Autor original: Marcelo Medeiros

Seção original: Os mais interessantes e ativos projetos do Terceiro Setor








Há mais de duas décadas, pessoas que viram suas vidas mudarem por causa da construção de barragens e hidrelétricas no Brasil começaram a se unir e articular para mostrar aos governantes que queriam reparação para as transformações que as obras representavam em suas vidas. Começava a se desenhar o Movimento dos Atingidos por Barragens (MAB), que hoje em dia congrega aproximadamente 300 mil pessoas em busca de reparações. Mas a tarefa é árdua: estima-se que atualmente no Brasil existam 1 milhão de pessoas - mais que o triplo dos integrantes do MAB - que foram obrigadas a se deslocarem ou mudarem outros aspectos de suas vidas em função da construção de hidrelétricas. Atualmente, o movimento comemora o seu fortalecimento e possibilidades maiores de reparações, com o reconhecimento, por parte de organismos representativos dos governos, do impacto que as construções de barragens tem sobre um número significativo de pessoas.

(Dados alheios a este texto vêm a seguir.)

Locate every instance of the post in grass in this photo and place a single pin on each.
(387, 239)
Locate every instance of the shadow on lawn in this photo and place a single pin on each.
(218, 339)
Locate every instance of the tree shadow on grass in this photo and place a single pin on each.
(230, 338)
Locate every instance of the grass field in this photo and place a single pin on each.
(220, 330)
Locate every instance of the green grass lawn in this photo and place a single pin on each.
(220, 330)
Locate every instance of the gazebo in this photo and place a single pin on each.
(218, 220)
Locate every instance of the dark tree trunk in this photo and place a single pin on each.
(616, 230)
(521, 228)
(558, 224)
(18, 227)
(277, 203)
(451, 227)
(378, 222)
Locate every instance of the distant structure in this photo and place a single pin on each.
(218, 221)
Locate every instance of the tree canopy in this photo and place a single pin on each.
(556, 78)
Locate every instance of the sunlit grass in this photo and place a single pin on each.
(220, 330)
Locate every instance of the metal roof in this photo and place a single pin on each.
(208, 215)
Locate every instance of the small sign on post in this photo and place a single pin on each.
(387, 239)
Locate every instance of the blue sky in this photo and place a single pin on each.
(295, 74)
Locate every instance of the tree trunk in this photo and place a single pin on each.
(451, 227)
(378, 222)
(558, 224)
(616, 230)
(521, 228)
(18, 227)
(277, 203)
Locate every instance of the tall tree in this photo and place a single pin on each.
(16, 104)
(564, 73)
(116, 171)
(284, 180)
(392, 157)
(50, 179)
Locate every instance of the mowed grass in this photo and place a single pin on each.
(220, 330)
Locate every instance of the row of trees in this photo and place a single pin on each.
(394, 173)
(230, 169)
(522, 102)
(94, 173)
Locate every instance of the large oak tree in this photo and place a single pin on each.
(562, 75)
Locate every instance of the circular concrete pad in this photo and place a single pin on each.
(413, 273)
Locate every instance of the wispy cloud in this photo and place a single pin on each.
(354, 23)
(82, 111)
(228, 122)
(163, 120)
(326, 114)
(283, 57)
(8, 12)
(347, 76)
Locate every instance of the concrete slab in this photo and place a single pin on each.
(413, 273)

Isto ficou bastante claro recentemente, durante o V Congresso Nacional do Movimento dos Atingidos por Barragens (MAB), realizado de 9 a 13 de junho em Brasília, onde se reuniram 900 delegados representando 17 estados. O evento, que acontece a cada quatro anos, contou ainda com a participação de representantes do governo federal, cujas declarações agradaram aos presentes. Apoio ao governo Lula, críticas ao modelo energético brasileiro e pedidos de ajuda aos atingidos por barragens foram alguns dos pontos de debates.

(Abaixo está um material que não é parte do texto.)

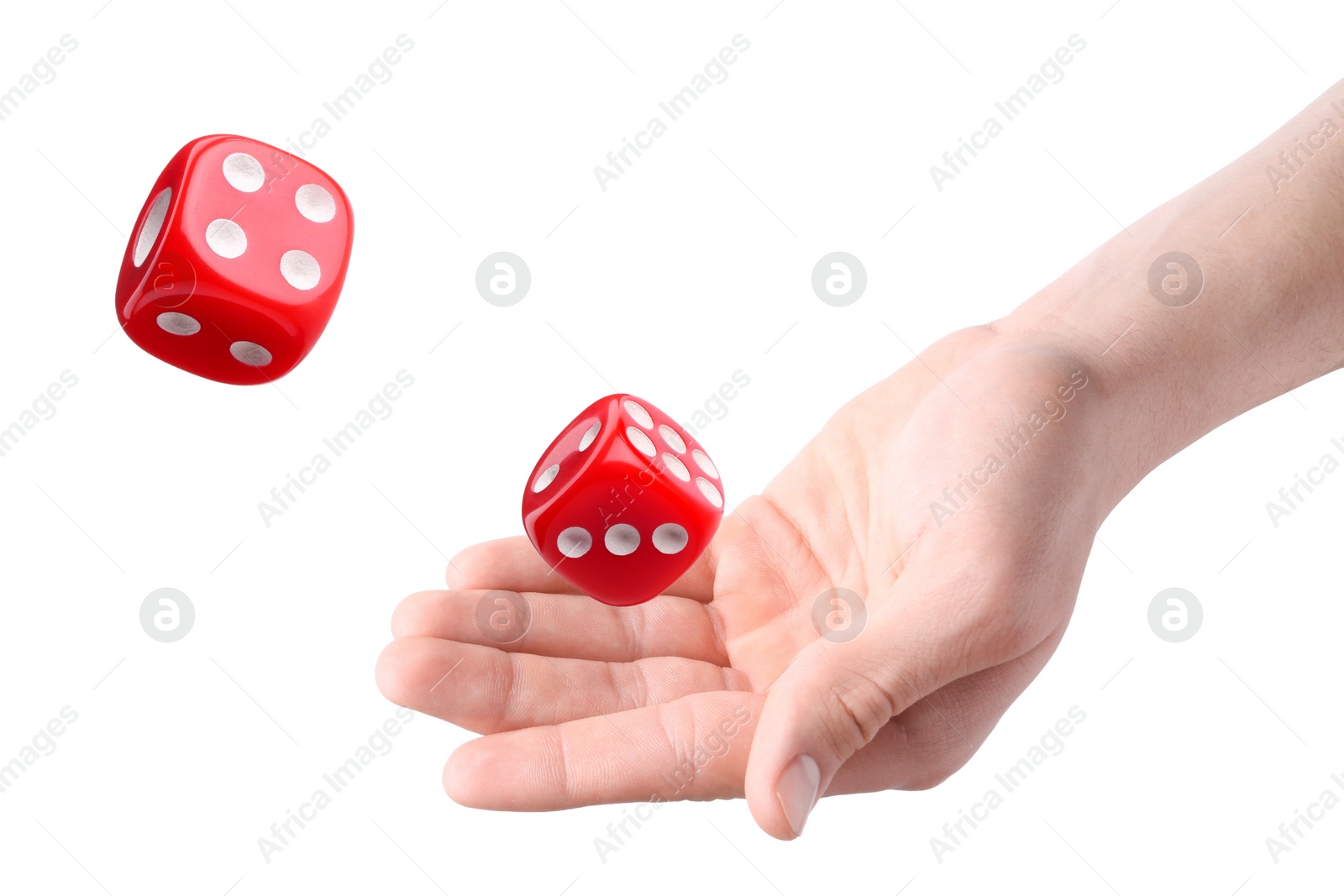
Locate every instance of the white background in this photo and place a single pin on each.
(694, 265)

Durante o evento, um fato incomum até então - e positivo: o presidente da Eletrobrás, Luis Pinguelli Rosa, reconheceu erros da estatal no processo de expansão do sistema elétrico. Pinguelli afirmou que hoje a empresa tem consciência de que famílias foram prejudicadas durante a construção de barragens, cujo planejamento e execução nem sempre levaram em conta todos os envolvidos. Para o coordenador nacional do movimento Gilberto Cervinski, a declaração é histórica: “Antes, para a Eletrobrás, não havia atingidos por barragens. É como se não houvesse pessoas atrás dos muros das hidrelétricas. Ao reconhecer a existência dessa classe, é preciso apresentar soluções para o problema”. De acordo com o MAB, desde a década de 70, um milhão de pessoas foram expulsas de suas casas e terras devido ao alagamento provocado pelas usinas. Poucas foram indenizadas justamente. Pinguelli afirmou ainda que a política energética será discutida com os movimentos sociais por ela afetados e que as empresas passarão a agir com mais responsabilidade social a partir de agora.


Quem também fez promessas durante o evento do MAB foi o Ministro do Desenvolvimento Agrário, Miguel Rosseto. Ele anunciou uma linha de crédito para agricultores atingidos por barragens nos moldes do Pronaf (Programa Nacional de Agricultura Familiar), que dá, entre outras facilidades, quatro anos de carência para o pagamento da dívida, cujos juros são menores que os de mercado. Os recursos seriam usados para a próxima safra e beneficiariam aproximadamente 15 mil famílias. Haveria aproximadamente R$ 25 milhões à disposição dos atingidos por barragens até o próximo ano, segundo o ministro. “É um valor baixo para a demanda existente, mas já é um começo”, diz Sadi Baron, outro coordenador nacional do movimento. Segundo Baron, o MAB agora irá intensificar a pressão ao governo para conseguir a liberação dos recursos.


Essa aliás é uma das diretrizes da direção nacional com relação à nova administração – apoio com pressão. A Carta de Brasília, documento final do congresso, declara entusiasmo, que “vem da certeza de que com a eleição do novo governo, abre-se a oportunidade para iniciar uma nova história do país com profundas transformações econômicas, políticas, sociais e culturais”. “É um novo processo político a ser visualizado. Não iremos esperar decisões, mas pressionar e ajudar o governo a levar adiante as mudanças”, afirma Baron.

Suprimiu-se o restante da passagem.